Southwestern Sustainable Farmscaping: Planting for Home Livestock
By: Maureen Gilmer
Everywhere across the American Southwest, folks are raising chickens, milking goats, horses, and grazing their own cattle. The rural way of life is evolving towards animal care and organic gardening. Dependence on livestock is creeping into the suburbs, too, where clean, efficient animal keeping is bumping up against the traditional backyard. This requires livestock areas to look good from the house, require minimal care, and efficiently benefit our homes and lifestyles. These requirements are achieved with good choices.
Small Farm Animal Needs
It starts with animal needs. Choose plants that are beneficial to livestock such as insect repelling and animal-friendly natives and exotics. These should be able to take the dust of the dry season caused by winds picking up particles loosened by animal movement on hard soil. The plants should also be able to take the reflected heat of afternoons. Hot spots occur in the uncovered ground, paving, dark shed roofs, and heat-absorbing metal animal enclosures.
Here are four strategies for sustainably supporting home livestock through smart planting practices.
Strategy 1 – Provide Good Cover
Plant deciduous vines to cover chicken coops that lack sufficient summer shade. When the leaves fall, the warming winter sun can come through. Good options are table or wine grapes or vigorous trumpet creeper (Campsis radicans). Covering open coops with summer vines also halts overhead predation by blocking the view from above. If birds of prey can’t see your hens, they won’t swoop down to take them.
Strategy 2 – Plant for Protection
Plant attractive insect-repelling herbs around the outside of your animal pens to help them blend in visually with other useful plants.
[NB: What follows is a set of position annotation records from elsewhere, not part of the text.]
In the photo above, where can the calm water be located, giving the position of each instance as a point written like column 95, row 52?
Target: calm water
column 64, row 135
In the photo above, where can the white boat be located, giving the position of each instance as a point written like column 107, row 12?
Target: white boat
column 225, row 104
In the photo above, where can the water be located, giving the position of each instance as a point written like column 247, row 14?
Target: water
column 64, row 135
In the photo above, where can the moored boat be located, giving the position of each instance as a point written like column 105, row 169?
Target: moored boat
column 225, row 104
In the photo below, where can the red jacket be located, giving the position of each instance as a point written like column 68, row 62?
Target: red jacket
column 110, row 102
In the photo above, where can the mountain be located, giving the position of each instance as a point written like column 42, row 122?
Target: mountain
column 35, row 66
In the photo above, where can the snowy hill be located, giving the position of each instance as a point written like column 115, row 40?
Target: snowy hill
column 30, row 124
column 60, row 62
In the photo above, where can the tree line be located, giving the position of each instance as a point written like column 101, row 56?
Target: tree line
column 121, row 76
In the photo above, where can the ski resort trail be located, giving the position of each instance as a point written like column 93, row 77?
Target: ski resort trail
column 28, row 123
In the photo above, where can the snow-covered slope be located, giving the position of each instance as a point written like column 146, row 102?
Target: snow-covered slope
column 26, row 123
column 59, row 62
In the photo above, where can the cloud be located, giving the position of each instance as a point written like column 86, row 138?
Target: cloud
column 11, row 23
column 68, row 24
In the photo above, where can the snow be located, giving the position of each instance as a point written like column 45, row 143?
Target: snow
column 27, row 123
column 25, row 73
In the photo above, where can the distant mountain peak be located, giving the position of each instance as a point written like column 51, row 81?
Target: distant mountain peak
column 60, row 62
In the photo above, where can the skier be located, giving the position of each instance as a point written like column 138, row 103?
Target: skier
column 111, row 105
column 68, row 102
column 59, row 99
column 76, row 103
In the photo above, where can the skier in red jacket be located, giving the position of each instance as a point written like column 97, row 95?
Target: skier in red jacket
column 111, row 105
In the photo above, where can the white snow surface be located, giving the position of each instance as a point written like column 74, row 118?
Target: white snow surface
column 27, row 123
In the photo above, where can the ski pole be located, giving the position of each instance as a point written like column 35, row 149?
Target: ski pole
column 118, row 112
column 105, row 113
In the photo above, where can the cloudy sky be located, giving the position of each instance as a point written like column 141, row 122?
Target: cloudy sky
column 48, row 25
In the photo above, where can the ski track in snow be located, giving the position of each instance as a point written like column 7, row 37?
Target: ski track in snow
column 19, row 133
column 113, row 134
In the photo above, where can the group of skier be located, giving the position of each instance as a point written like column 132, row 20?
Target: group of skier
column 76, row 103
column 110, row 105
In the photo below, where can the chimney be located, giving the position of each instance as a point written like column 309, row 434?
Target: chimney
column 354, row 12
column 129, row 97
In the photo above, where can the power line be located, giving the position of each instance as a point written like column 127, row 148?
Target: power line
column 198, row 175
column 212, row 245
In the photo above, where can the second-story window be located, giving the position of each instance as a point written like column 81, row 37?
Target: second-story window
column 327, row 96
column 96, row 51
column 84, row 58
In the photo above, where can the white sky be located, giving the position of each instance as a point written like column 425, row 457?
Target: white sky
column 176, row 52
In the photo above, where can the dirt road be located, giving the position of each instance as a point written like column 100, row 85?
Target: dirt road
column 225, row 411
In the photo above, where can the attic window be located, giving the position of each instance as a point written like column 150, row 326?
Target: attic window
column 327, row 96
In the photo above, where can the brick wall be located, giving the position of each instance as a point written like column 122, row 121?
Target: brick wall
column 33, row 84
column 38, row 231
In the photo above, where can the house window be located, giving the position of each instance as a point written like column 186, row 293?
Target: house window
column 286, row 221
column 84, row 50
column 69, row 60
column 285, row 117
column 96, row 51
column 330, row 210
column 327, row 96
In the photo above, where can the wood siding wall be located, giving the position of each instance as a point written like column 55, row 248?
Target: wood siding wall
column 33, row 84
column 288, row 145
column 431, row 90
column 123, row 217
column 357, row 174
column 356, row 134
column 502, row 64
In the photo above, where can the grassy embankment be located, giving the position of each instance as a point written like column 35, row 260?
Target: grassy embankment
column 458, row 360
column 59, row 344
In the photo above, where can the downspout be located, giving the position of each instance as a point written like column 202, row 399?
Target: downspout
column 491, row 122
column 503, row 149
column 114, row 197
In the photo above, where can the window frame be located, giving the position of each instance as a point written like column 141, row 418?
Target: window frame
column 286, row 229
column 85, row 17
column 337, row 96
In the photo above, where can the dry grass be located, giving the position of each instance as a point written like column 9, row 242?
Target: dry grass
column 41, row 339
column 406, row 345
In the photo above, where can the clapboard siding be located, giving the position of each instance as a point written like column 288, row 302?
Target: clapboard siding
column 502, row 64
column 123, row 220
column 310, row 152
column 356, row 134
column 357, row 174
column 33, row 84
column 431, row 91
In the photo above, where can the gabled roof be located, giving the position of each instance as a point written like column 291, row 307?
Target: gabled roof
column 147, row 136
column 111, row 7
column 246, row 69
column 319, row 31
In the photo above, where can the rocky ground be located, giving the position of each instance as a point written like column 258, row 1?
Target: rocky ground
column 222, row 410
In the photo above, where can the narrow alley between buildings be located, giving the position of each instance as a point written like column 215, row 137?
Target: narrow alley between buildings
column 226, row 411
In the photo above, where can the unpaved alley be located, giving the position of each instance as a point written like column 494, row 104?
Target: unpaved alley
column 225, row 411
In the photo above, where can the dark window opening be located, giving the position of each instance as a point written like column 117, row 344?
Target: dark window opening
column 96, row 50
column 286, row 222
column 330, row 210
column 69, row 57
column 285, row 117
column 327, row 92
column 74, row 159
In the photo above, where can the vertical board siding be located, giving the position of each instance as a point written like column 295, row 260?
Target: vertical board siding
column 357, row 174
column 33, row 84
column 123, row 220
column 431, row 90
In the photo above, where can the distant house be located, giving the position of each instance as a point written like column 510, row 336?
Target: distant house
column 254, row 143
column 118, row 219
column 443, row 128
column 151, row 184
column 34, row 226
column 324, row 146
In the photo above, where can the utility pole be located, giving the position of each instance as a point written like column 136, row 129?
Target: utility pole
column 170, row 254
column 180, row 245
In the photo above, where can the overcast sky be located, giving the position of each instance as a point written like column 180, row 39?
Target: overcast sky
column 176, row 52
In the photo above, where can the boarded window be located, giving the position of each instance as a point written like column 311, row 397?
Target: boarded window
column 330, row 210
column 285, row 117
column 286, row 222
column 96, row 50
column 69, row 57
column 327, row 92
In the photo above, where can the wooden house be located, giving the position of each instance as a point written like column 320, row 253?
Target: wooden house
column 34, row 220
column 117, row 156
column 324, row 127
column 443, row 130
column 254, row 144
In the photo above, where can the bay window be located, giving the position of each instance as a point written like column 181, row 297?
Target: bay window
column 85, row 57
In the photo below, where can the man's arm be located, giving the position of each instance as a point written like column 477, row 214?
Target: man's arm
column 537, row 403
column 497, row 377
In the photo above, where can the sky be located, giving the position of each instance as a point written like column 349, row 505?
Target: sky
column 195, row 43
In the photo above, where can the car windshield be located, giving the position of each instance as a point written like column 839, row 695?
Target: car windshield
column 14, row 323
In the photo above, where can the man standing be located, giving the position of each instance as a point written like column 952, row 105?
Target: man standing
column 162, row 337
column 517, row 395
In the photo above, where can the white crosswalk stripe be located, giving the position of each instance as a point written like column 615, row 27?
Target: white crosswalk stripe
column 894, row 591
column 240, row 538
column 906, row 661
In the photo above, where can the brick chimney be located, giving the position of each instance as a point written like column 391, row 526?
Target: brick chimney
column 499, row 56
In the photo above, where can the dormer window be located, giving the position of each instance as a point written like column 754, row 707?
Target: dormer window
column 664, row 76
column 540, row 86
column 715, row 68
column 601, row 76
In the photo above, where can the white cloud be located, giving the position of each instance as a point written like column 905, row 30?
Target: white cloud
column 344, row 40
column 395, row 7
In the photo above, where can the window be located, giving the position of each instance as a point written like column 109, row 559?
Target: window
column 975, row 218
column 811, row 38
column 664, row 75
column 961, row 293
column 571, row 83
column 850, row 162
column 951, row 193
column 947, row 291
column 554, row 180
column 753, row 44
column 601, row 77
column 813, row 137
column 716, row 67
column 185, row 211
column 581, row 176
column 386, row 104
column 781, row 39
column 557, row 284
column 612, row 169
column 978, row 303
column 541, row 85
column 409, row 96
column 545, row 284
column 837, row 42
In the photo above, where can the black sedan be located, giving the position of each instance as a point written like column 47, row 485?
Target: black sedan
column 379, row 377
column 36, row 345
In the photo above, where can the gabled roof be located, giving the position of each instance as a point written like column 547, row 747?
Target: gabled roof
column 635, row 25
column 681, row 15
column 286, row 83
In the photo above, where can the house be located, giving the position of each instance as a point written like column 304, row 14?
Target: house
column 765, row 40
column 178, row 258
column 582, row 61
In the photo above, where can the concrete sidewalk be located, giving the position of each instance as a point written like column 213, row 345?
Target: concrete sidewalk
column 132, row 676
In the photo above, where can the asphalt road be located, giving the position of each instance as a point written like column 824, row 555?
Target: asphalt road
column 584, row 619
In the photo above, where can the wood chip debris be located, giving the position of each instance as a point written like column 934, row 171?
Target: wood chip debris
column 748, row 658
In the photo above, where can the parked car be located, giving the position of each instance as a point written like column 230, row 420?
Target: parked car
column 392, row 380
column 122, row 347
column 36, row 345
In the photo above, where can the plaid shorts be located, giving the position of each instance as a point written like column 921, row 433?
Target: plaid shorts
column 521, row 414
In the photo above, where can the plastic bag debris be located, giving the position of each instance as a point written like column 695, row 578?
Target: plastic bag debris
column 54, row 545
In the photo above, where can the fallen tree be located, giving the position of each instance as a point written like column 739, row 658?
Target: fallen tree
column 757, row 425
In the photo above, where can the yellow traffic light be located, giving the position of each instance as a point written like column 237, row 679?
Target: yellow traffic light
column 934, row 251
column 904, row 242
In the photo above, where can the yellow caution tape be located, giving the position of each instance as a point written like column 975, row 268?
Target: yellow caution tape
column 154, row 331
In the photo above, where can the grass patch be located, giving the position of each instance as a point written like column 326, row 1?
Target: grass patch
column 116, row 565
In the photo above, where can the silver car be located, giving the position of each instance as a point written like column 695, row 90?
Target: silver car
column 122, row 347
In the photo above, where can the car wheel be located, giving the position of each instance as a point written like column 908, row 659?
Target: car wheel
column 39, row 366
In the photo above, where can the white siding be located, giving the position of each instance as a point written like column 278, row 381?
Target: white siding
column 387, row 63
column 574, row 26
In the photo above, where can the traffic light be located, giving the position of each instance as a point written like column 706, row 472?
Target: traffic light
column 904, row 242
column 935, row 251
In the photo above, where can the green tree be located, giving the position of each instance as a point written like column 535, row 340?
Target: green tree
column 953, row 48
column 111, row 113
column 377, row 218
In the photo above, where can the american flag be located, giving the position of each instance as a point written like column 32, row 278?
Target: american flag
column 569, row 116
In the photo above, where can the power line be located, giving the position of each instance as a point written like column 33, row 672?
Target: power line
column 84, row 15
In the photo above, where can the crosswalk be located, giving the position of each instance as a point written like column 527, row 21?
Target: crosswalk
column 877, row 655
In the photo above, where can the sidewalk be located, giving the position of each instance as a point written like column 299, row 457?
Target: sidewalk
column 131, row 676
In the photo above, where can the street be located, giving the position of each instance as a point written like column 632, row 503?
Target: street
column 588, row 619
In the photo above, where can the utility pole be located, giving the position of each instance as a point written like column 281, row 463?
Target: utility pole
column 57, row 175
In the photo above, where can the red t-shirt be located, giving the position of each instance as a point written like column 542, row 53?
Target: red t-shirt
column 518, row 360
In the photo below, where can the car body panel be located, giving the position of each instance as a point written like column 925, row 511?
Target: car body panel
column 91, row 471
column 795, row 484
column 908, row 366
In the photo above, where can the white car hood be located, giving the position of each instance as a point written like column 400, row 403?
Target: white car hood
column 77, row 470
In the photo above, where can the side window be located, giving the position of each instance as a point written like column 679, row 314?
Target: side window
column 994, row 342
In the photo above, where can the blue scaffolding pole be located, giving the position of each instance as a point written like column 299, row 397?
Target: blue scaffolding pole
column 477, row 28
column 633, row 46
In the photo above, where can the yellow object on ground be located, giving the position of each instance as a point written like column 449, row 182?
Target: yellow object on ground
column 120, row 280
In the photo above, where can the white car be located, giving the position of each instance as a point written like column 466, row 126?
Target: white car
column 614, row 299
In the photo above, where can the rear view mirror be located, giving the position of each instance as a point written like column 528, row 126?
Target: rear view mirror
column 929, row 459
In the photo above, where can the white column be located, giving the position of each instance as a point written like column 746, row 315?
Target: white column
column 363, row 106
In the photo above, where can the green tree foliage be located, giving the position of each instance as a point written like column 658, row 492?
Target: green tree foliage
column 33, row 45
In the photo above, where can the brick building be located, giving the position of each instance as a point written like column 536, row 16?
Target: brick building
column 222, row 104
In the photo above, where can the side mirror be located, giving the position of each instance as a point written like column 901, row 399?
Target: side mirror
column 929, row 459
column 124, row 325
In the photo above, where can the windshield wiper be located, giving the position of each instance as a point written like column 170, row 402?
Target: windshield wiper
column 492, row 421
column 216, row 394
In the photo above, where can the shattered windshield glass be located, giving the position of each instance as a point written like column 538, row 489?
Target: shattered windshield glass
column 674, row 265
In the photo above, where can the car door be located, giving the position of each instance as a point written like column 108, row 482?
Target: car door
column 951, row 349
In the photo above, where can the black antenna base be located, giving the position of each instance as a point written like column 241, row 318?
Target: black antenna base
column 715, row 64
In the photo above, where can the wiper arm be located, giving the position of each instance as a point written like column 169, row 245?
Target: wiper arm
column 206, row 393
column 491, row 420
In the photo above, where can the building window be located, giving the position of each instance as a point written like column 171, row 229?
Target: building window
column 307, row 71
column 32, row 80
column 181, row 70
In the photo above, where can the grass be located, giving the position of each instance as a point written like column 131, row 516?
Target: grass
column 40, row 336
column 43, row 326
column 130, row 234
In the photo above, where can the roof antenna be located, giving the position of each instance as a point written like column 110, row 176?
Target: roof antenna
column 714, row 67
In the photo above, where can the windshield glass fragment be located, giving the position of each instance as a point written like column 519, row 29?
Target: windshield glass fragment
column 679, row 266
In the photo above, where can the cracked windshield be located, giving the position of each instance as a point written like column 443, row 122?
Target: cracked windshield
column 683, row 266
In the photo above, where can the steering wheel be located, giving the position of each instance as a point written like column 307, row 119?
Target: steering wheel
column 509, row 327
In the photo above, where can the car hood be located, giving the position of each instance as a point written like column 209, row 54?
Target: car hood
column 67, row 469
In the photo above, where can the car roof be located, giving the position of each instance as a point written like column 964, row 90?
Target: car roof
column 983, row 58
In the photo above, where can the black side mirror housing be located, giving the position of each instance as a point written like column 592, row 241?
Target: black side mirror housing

Herbs with pungent oils are potent and most animals don’t graze on these plants. A pungent native option is white sage (Salvia apiana) used by Native Americans to keep pests out of homes. A mint called pennyroyal (Mentha pulegium) is also known as fleabane because it is abhorrent to fleas and other pests. Put fresh cuttings into nest boxes and blend into the bedding as a pest preventative. Other repellent candidates include fennel, lavender, rosemary, and tansy (golden tansy (Tanacetum vulgare ‘Isla Gold’) is prettiest), all of which make fine landscaping that prevents other pests and flies around pens.
Clip your herb plants to release oils into the ambient area to drive away flies. As the oils release their aroma, they also cover up unpleasant animal odors in the heat and humidity of summer.
Strategy 3 – Plant a Tree
Plant a good tree or large shrub beside every water trough and faucet. This is because water troughs must be cleaned often, and the dirty recycled wastewater is actually beneficial to plants. Make it easy to pour or siphon out your troughs for an alternative irrigation strategy when it doesn’t rain enough for a rain barrel irrigation system. These trees will also provide more comfortable trough filling for the suburban farmer and trough drinking for the animals.
(Editor’s Note: Trees can do even more. Planting working trees for livestock, also termed silvopasture, is a planting practice where the right beneficial trees for the right regions are planted in ways that allow them to become living barns, windbreaks, and even forage for your animals. (Click this USDA document to learn more.))
Strategy 4 – Avoid Dangerous Plants
Finally, avoid plants that may pose physical of chemical dangers to animals. These include poisonous plants and those with dangerous thorns and spines.
There are many plants that pose physical dangers. Be careful of spiny cacti and succulents. Just keep them well away from animal areas. Roses, barberries, and sharp yuccas are also problematic. Removing spiny weeds, like star thistle (Centaurea solstitialis), sharp foxtail grasses, and ripgut brome (Bromus diandrus), is also important.
Beware of toxic plants such as oleander, Chinaberry tree fruit, and many others, such as Euphorbias, that contain poisonous sap adapted to discourage herbivory in the wild. Some large trees, such as black cherry (Prunus serotina) are very toxic to ruminates, like cattle, sheep, and goats. (Click here to learn more about the most poisonous garden and landscape plants to avoid and, click here for a list of poisonous pasture weeds in the American West.)
Planting your livestock-inhabited yard, small farm, or ranch property properly will make animal care easier, less resource-intensive, and above all good planting can result in fewer chores. Don’t let your farmscape look like a desert wasteland or a junkyard. Every farm is a garden, every ranch a zoo. When they blend together into a holistic organic environment for humans and beasts alike, you have the ultimate family home and garden.